I was journaling around this word “Respect” and about the strikes and a WhatsApp conversation I had had with my son last night around him leaving the army this morning as I listed to the rain throwing itself at the window and the dustbin men emptying this bins at 7am.

He is leaving the army, along with many others, because he does not feel respected. When one really listens to the NHS staff on the picket lines, as in really listen, the main issue is the lack of respect. When we used to do Airbnb, because we lived within five miles of our local hospital, we had lots of junior and trainee doctors and nurses along with other hospital staff staying, and all were struggling with the lack of respect they were receiving – from their management and from the expectations of the public. One instance was when there was a call for doctor’s to be working all over the weekends, and one young woman told us that for that to work the doctor’s canteen would need to be open, the laboratories would need to be open, and there would need to be more doctors to cover all this.

A friend who worked on the railways was saying that most rail-workers contracts include having to do overtime and that most contracts are Monday to Friday and very few for the weekend and yet people want to catch trains on the weekend.

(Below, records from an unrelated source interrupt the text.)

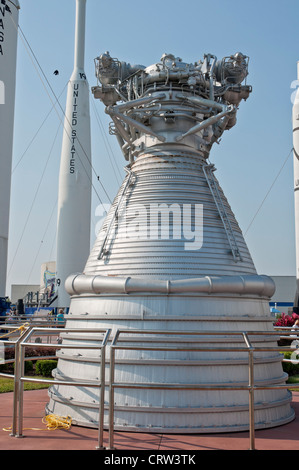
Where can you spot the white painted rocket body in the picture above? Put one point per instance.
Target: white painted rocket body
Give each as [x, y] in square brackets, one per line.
[9, 15]
[74, 198]
[295, 120]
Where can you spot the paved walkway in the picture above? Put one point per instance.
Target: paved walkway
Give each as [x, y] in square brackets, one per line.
[78, 438]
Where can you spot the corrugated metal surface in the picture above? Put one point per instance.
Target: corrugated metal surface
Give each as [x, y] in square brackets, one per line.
[139, 277]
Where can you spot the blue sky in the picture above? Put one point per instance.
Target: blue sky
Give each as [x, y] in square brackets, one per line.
[249, 158]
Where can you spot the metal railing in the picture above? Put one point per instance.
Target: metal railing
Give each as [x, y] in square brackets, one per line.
[167, 343]
[248, 347]
[19, 374]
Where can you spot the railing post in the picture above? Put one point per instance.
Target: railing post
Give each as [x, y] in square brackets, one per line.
[102, 401]
[111, 399]
[17, 375]
[21, 391]
[251, 401]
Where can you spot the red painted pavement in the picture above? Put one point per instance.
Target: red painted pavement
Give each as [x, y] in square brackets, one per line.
[78, 438]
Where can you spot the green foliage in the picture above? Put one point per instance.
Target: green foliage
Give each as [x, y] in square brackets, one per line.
[45, 367]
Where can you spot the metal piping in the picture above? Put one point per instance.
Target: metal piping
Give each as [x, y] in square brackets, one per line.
[262, 286]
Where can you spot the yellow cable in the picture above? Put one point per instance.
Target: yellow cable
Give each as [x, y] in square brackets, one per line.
[57, 422]
[52, 422]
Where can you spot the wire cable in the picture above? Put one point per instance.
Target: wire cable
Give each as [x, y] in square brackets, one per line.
[269, 190]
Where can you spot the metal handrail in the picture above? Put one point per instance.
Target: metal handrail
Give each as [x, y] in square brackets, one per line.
[19, 377]
[170, 345]
[251, 387]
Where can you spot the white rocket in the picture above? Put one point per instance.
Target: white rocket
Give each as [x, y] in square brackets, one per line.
[295, 120]
[9, 17]
[74, 198]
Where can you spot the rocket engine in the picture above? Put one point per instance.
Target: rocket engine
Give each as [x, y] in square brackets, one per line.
[171, 256]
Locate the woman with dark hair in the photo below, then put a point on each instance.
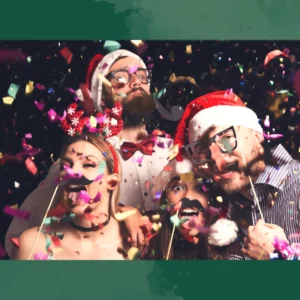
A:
(186, 198)
(93, 233)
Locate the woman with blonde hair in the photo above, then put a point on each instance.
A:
(90, 231)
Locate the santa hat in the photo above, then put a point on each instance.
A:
(219, 108)
(173, 169)
(99, 67)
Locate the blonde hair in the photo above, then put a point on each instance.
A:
(106, 148)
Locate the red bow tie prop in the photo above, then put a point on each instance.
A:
(146, 147)
(73, 123)
(110, 123)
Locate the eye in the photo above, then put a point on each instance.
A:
(89, 166)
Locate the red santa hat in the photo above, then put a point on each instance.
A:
(98, 69)
(219, 108)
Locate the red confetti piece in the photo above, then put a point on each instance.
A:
(30, 166)
(22, 214)
(67, 54)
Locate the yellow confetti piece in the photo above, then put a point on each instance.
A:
(219, 199)
(133, 253)
(93, 122)
(8, 100)
(188, 49)
(156, 226)
(122, 216)
(137, 43)
(187, 177)
(29, 88)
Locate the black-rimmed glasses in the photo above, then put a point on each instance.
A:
(124, 76)
(199, 151)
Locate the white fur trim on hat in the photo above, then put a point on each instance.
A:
(222, 233)
(173, 169)
(222, 115)
(103, 69)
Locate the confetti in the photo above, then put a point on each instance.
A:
(8, 100)
(30, 166)
(124, 215)
(22, 214)
(13, 90)
(271, 55)
(67, 54)
(111, 46)
(29, 88)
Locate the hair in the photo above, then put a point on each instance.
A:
(103, 146)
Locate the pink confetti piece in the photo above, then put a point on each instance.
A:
(40, 106)
(70, 90)
(40, 86)
(40, 256)
(84, 196)
(15, 241)
(67, 54)
(105, 65)
(2, 251)
(28, 136)
(99, 177)
(133, 69)
(22, 214)
(97, 198)
(30, 166)
(53, 116)
(267, 122)
(272, 136)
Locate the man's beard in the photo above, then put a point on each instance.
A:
(138, 110)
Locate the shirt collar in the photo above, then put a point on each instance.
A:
(275, 175)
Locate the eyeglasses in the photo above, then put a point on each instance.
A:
(123, 76)
(199, 151)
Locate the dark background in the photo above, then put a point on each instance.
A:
(213, 64)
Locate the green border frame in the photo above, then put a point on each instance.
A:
(149, 19)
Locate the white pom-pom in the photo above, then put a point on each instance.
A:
(223, 233)
(184, 167)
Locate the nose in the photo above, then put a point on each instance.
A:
(190, 193)
(76, 168)
(217, 156)
(135, 81)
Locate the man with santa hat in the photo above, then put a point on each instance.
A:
(225, 139)
(118, 77)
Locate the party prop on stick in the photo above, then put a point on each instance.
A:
(45, 216)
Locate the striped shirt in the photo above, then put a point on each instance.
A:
(278, 192)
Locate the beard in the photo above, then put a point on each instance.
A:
(138, 111)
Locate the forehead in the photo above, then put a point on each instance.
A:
(126, 63)
(85, 148)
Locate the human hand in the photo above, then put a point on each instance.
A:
(259, 242)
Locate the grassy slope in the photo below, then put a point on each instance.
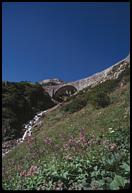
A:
(55, 170)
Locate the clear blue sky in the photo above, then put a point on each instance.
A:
(69, 41)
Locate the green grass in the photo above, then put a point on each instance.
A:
(92, 165)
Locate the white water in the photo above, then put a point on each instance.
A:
(29, 126)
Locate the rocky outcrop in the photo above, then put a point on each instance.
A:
(112, 72)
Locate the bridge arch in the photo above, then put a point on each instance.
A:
(64, 91)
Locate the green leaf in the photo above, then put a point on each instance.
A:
(117, 183)
(65, 174)
(126, 167)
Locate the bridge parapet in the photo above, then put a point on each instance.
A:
(107, 74)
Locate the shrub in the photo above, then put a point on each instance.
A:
(100, 99)
(75, 105)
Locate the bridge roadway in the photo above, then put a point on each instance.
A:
(93, 80)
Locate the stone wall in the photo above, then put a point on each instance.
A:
(107, 74)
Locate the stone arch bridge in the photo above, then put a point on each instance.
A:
(68, 89)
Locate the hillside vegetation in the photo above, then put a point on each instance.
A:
(20, 102)
(82, 145)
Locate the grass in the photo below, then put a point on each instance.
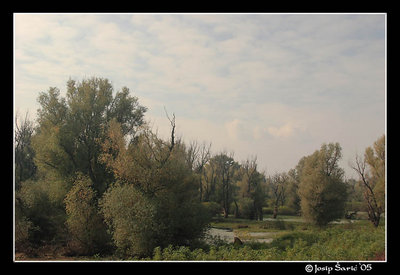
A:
(293, 240)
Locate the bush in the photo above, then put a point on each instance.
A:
(246, 208)
(213, 208)
(130, 216)
(87, 230)
(41, 215)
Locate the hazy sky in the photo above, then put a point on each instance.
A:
(272, 85)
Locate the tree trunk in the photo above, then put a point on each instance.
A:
(275, 213)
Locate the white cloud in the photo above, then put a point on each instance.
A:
(253, 83)
(281, 132)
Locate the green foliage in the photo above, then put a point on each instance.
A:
(322, 190)
(331, 244)
(246, 208)
(25, 167)
(131, 218)
(213, 208)
(85, 226)
(158, 172)
(71, 130)
(40, 205)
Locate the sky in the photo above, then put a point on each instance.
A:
(274, 86)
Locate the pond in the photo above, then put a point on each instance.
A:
(228, 235)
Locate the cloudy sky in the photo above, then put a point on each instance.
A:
(275, 86)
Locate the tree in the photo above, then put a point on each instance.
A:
(131, 217)
(278, 185)
(252, 190)
(292, 196)
(72, 129)
(322, 190)
(157, 174)
(371, 170)
(25, 167)
(222, 170)
(85, 225)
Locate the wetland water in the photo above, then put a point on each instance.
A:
(228, 235)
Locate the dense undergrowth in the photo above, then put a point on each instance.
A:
(339, 243)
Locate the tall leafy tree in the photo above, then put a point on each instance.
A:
(72, 129)
(371, 171)
(25, 167)
(222, 169)
(322, 190)
(156, 173)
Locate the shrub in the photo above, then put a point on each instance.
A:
(130, 216)
(87, 231)
(246, 208)
(213, 208)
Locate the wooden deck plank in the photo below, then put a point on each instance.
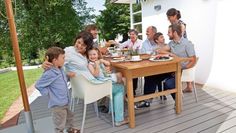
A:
(173, 122)
(215, 112)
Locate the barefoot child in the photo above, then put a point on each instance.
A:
(53, 83)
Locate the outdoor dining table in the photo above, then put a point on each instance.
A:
(144, 68)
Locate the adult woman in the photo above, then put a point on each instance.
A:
(76, 63)
(174, 16)
(133, 42)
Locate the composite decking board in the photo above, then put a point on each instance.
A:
(227, 119)
(221, 126)
(230, 130)
(161, 120)
(209, 119)
(162, 117)
(143, 124)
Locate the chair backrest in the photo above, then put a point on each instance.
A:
(188, 75)
(90, 92)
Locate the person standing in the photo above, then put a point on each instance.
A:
(53, 83)
(174, 16)
(181, 47)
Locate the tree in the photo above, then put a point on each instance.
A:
(41, 23)
(114, 20)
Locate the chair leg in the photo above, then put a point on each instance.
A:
(73, 105)
(162, 89)
(71, 102)
(195, 91)
(112, 112)
(84, 115)
(96, 108)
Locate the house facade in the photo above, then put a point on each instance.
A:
(209, 26)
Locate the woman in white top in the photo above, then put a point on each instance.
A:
(132, 43)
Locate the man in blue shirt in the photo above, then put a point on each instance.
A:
(149, 47)
(181, 47)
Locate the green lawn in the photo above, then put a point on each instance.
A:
(10, 89)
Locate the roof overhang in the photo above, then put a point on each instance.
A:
(123, 1)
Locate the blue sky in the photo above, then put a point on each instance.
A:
(96, 4)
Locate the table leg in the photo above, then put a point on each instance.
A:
(130, 95)
(179, 89)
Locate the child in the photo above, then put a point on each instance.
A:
(98, 66)
(53, 83)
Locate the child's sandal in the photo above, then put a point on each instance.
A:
(73, 130)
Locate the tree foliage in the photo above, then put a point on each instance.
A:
(114, 20)
(40, 23)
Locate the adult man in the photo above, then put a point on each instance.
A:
(148, 47)
(181, 47)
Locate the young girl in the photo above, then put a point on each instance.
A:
(98, 67)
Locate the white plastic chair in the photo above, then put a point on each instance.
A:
(188, 75)
(90, 93)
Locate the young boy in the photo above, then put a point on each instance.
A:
(53, 83)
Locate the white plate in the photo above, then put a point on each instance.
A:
(117, 60)
(136, 60)
(170, 58)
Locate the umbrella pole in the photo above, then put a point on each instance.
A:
(14, 39)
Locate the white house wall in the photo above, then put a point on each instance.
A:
(210, 25)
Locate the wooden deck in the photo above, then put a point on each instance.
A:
(215, 112)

It made me think of the line from The Jam song “Going Underground” – “the public gets what the public wants” and I do wonder if this is what is going on. The government are so desperate for votes that when those they see as important voters ask for something they get it whether it is supporting the people who work in that area or not. But it is all done without respect for the workers – or even for how much it costs.

It is this respect that is the big thing though. I remember my Mum saying that they would always give the tradesmen – dustmen, postmen, milkman, paper boy – a tip at Christmas. Ok so I do remember her saying that with the dustmen it was more for fear that they would not pick up their bins in the new year but it was still done. It was till saying “thank you for being out there in all winds and weathers to do a rubbish job. I appreciate it”.

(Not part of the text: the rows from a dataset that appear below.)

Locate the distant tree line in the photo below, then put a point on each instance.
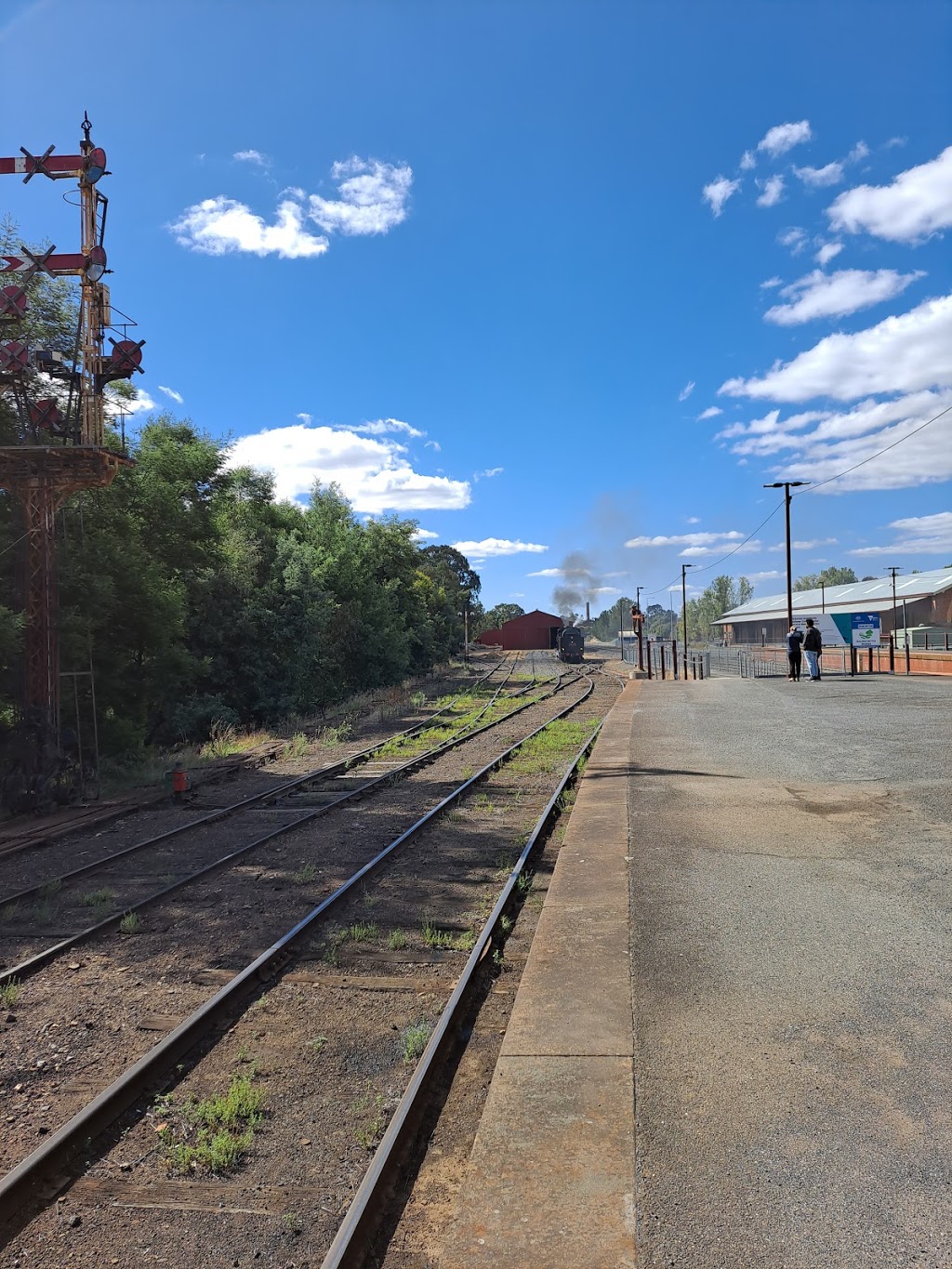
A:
(200, 598)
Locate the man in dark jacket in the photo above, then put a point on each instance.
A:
(795, 641)
(813, 647)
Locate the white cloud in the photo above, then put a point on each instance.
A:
(687, 539)
(719, 192)
(218, 226)
(795, 239)
(784, 138)
(493, 547)
(833, 295)
(141, 403)
(765, 435)
(386, 427)
(374, 198)
(917, 204)
(819, 177)
(826, 253)
(374, 473)
(772, 192)
(902, 354)
(704, 552)
(840, 441)
(926, 535)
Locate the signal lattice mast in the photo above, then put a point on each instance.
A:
(60, 437)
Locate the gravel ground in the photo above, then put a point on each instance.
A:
(327, 1047)
(792, 977)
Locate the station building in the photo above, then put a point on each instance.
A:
(532, 631)
(923, 609)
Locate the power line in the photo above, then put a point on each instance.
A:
(810, 490)
(886, 449)
(715, 562)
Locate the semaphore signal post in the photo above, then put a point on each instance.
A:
(59, 443)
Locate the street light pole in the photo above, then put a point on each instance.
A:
(893, 571)
(787, 485)
(684, 612)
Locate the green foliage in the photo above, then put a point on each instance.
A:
(214, 1134)
(414, 1039)
(10, 993)
(208, 605)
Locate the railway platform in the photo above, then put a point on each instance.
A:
(730, 1043)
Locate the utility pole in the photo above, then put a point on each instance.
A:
(893, 571)
(787, 485)
(684, 612)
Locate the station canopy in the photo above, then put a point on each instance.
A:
(860, 597)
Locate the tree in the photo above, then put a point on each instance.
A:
(831, 576)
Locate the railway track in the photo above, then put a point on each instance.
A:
(126, 880)
(99, 976)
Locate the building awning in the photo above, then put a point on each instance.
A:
(860, 597)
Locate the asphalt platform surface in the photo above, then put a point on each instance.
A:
(791, 972)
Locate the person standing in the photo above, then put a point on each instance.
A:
(813, 647)
(795, 641)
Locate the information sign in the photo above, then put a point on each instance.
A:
(866, 629)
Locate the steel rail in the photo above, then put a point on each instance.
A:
(344, 764)
(45, 1165)
(86, 821)
(354, 1236)
(35, 962)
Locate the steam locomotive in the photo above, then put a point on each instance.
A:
(572, 645)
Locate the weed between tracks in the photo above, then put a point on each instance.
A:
(212, 1134)
(10, 993)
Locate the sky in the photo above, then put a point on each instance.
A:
(566, 284)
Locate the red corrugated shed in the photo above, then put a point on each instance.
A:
(530, 631)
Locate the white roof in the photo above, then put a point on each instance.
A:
(874, 597)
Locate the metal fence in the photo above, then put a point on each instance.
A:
(664, 660)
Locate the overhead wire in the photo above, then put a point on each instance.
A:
(878, 455)
(812, 489)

I know there was the clapping for the NHS during lockdown but then all was expected to go back to “normal” after a few weeks. And actually normal, as I had heard when doing the Airbnb prior to lockdown, was overworked staff, was ambulances outside hospitals for hours, was someone who phone for an ambulance for her father having a heart attack being told to get the town’s defibrillator and then drive her dad to hospital because the ambulance would not be there for over six hours. The news about all this is not news. It has been going on for years and years.

But I believe it is from years and years of lack of respect. I don’t think it is money really that is wanted. Though a decent wage for a hard job would be a start, but I think it is the need for those in power, and for us the general public, to show respect to those doing these jobs and stop expecting more than they are able to give.